As I write this blog, it is 8:15 p.m. on the second night of Night Camp, and I am sitting in one of my favorite Adirondack chairs on the Lodge porch overlooking Lower Narrows Pond.


The campers are at FOB (Feet on Bunks for those of you who haven't been to camp in a while). I know what some of you are thinking, FOB at 8:00 pm.?! This is Night Camp, and therefore very little, if anything makes sense.


A rainstorm has just finished rolling through here, and it was nothing short of one of Norm’s famous campfire rainstorms; the wind picked up out of the North, and a couple of drops turned into a torrential downpour as kids went fleeing into the Lodge from a game of kickball.


These are all scenes that haven’t had a chance to really play out here at Mechuwana since the summer of 2019. Granted, we did have our Day Camp program in 2021, but we are right in the thick of the first week of overnight camp since before the pandemic.

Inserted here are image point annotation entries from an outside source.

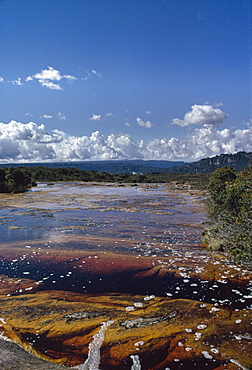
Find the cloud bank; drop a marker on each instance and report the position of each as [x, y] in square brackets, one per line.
[201, 115]
[31, 142]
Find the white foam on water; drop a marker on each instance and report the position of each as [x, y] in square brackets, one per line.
[136, 362]
[93, 360]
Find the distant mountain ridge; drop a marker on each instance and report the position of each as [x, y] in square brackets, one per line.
[237, 161]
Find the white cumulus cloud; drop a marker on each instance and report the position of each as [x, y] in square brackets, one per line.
[46, 116]
[146, 124]
[17, 82]
[95, 117]
[47, 78]
[201, 115]
[31, 142]
[61, 116]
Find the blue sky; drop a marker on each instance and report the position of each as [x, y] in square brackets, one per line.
[95, 79]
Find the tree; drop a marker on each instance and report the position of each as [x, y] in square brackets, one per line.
[231, 212]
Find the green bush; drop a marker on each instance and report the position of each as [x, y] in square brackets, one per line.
[231, 211]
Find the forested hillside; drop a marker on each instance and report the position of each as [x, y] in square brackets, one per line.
[231, 213]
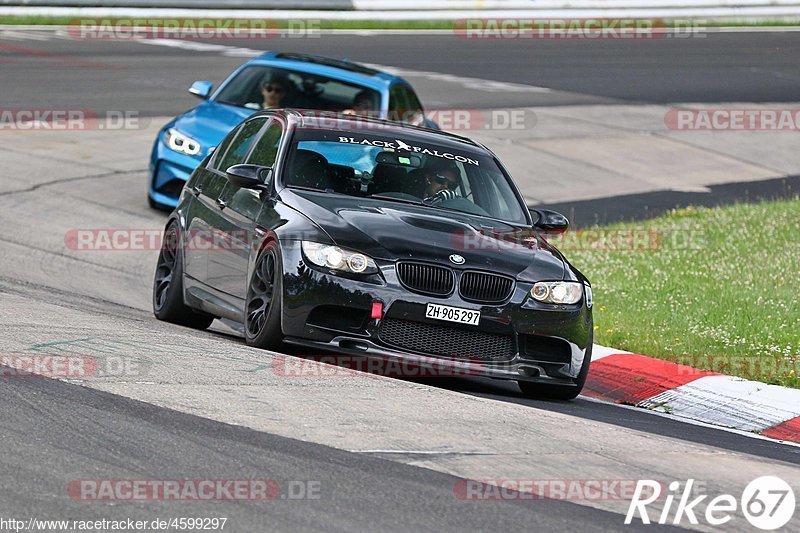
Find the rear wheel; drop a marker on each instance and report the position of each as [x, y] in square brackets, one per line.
[262, 323]
[559, 392]
[168, 285]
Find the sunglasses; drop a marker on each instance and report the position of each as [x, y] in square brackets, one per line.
[444, 180]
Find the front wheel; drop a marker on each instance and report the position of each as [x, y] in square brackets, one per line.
[559, 392]
[168, 285]
[262, 321]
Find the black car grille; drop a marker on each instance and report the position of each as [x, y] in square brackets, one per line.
[433, 339]
[427, 279]
[482, 287]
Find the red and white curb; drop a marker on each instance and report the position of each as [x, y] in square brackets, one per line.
[685, 392]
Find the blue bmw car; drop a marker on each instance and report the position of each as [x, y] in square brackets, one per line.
[272, 80]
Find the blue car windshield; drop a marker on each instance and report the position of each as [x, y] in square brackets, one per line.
[260, 87]
[386, 166]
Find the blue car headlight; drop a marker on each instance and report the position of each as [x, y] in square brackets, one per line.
[181, 143]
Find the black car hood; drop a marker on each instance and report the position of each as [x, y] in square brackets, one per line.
[390, 230]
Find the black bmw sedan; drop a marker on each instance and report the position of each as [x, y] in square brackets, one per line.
[365, 237]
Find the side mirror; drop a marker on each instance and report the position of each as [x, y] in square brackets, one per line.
[549, 221]
[249, 176]
[201, 89]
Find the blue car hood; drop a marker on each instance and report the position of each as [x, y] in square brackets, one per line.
[209, 122]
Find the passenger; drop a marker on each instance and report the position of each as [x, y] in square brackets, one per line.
[442, 183]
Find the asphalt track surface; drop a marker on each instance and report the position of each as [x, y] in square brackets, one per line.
[741, 67]
[54, 432]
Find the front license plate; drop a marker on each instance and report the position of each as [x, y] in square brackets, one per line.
[453, 314]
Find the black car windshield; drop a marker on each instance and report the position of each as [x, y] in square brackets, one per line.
[268, 87]
[392, 168]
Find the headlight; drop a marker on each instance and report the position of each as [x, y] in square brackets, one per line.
[181, 143]
[558, 292]
[329, 256]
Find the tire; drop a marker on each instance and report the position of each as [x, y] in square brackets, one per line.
[263, 306]
[559, 392]
[168, 285]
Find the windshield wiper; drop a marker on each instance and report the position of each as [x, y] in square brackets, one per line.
[396, 199]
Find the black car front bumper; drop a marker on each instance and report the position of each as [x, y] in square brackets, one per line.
[519, 339]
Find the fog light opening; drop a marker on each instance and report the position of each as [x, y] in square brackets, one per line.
[529, 371]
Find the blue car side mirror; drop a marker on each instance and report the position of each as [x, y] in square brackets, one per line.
[201, 89]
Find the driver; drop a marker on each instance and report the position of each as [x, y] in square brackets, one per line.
[274, 91]
[362, 104]
[442, 182]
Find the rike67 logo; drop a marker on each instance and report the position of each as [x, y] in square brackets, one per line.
[768, 503]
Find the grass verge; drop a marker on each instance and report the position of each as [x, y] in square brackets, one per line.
[714, 288]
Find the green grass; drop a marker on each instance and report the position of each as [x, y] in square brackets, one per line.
[719, 289]
[332, 24]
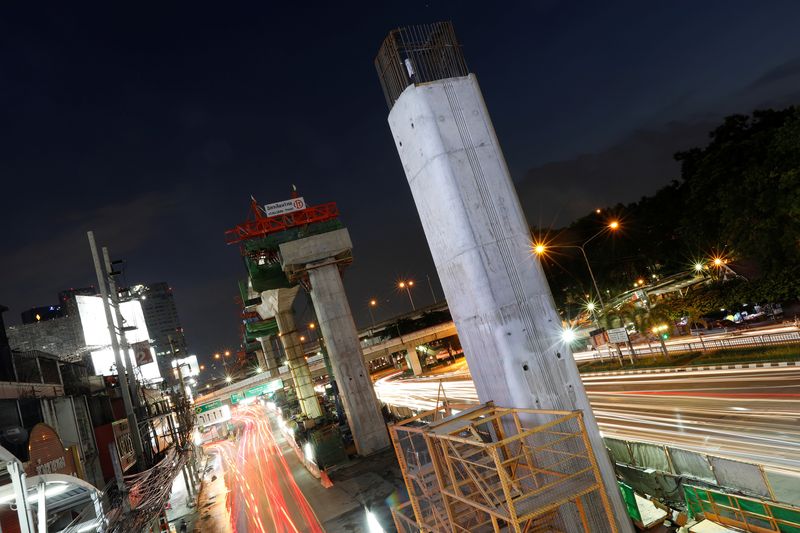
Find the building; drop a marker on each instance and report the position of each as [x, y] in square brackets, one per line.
[41, 314]
[163, 323]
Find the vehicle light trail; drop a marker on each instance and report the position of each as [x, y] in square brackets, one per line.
[746, 414]
[264, 496]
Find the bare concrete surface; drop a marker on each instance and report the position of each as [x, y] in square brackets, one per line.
[374, 482]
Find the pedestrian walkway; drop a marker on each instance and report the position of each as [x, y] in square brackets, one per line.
[212, 508]
[373, 483]
[181, 506]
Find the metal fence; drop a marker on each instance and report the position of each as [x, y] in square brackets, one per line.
[707, 344]
[681, 465]
[418, 54]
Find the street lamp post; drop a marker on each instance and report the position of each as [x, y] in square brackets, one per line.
[372, 303]
[407, 286]
[540, 249]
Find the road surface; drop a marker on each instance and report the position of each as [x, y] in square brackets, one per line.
[747, 414]
[264, 496]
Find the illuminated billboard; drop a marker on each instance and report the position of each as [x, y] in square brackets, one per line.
[95, 333]
[189, 366]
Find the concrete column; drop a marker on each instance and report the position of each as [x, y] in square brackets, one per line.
[319, 257]
[270, 356]
[481, 245]
[412, 356]
[298, 366]
[278, 303]
[262, 362]
[341, 339]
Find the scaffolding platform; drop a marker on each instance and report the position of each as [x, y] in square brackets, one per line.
[487, 468]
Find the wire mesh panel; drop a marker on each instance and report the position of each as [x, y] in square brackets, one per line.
[519, 476]
[418, 54]
[413, 454]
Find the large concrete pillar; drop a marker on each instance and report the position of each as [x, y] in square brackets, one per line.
[319, 257]
[278, 303]
[480, 240]
[412, 356]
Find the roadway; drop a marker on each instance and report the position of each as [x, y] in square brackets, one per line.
[747, 414]
[263, 494]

It has been right around 33 months since we last ran our overnight program, and with God’s sense of humor, it makes sense that we have 33 campers… That being said, things have picked up right where we left off. The kids have been awesome, the staff has been amazing and camp… well, it is still camp.


During this hiatus from overnight camping I have had this recurring thought, that Mechuwana is not just a place, but a people. The ways that the people who are part of this tradition have persevered through these last 33 months, The ways, through Norm’s leadership and countless hours from countless staff and volunteers, we have been able to continue to minister, it is nothing short of amazing.


But sometimes that place needs its people, and those people have returned to the cabins, the waterfront, those paths that we all have trod.


Like clockwork, that magical feeling was right here for us when we returned. Which leads me back to how when you combine this place and its people, does the real magic happen. That rainstorm I just mentioned, well, it has let up now, and one of the most vibrant rainbows I have ever seen here is filling the sky above the Lodge, reflecting off the lake, and I am reminded of two things: God’s Covenant with Noah at the end of the great rainstorm and the poem that hangs in the Commons titled “Clouds,” written by longtime camp counselor Pam Marschall. There is a certain hope that exists behind the storm clouds that we sometimes lose sight of, and a joyous sense of optimism that lives at the end of that rainbow. I sit here reminded of both and how lucky we are to have this place we call Mechuwana. And how thankful I am that we can continue our ministry.


The kids are starting to stir from their bunks from FOB now, and 2:00 a.m. and lights out seems forever away, but the loons are calling, there are games to be played, laughter to be had, and the continued magic of Mechuwana to experience. But for a moment, in the stillness of this Adirondack chair, on the Lodge porch, everything feels right with the world. If this is a sign of the summer to come, then it is going to be truly blessed. Now time to find some coffee…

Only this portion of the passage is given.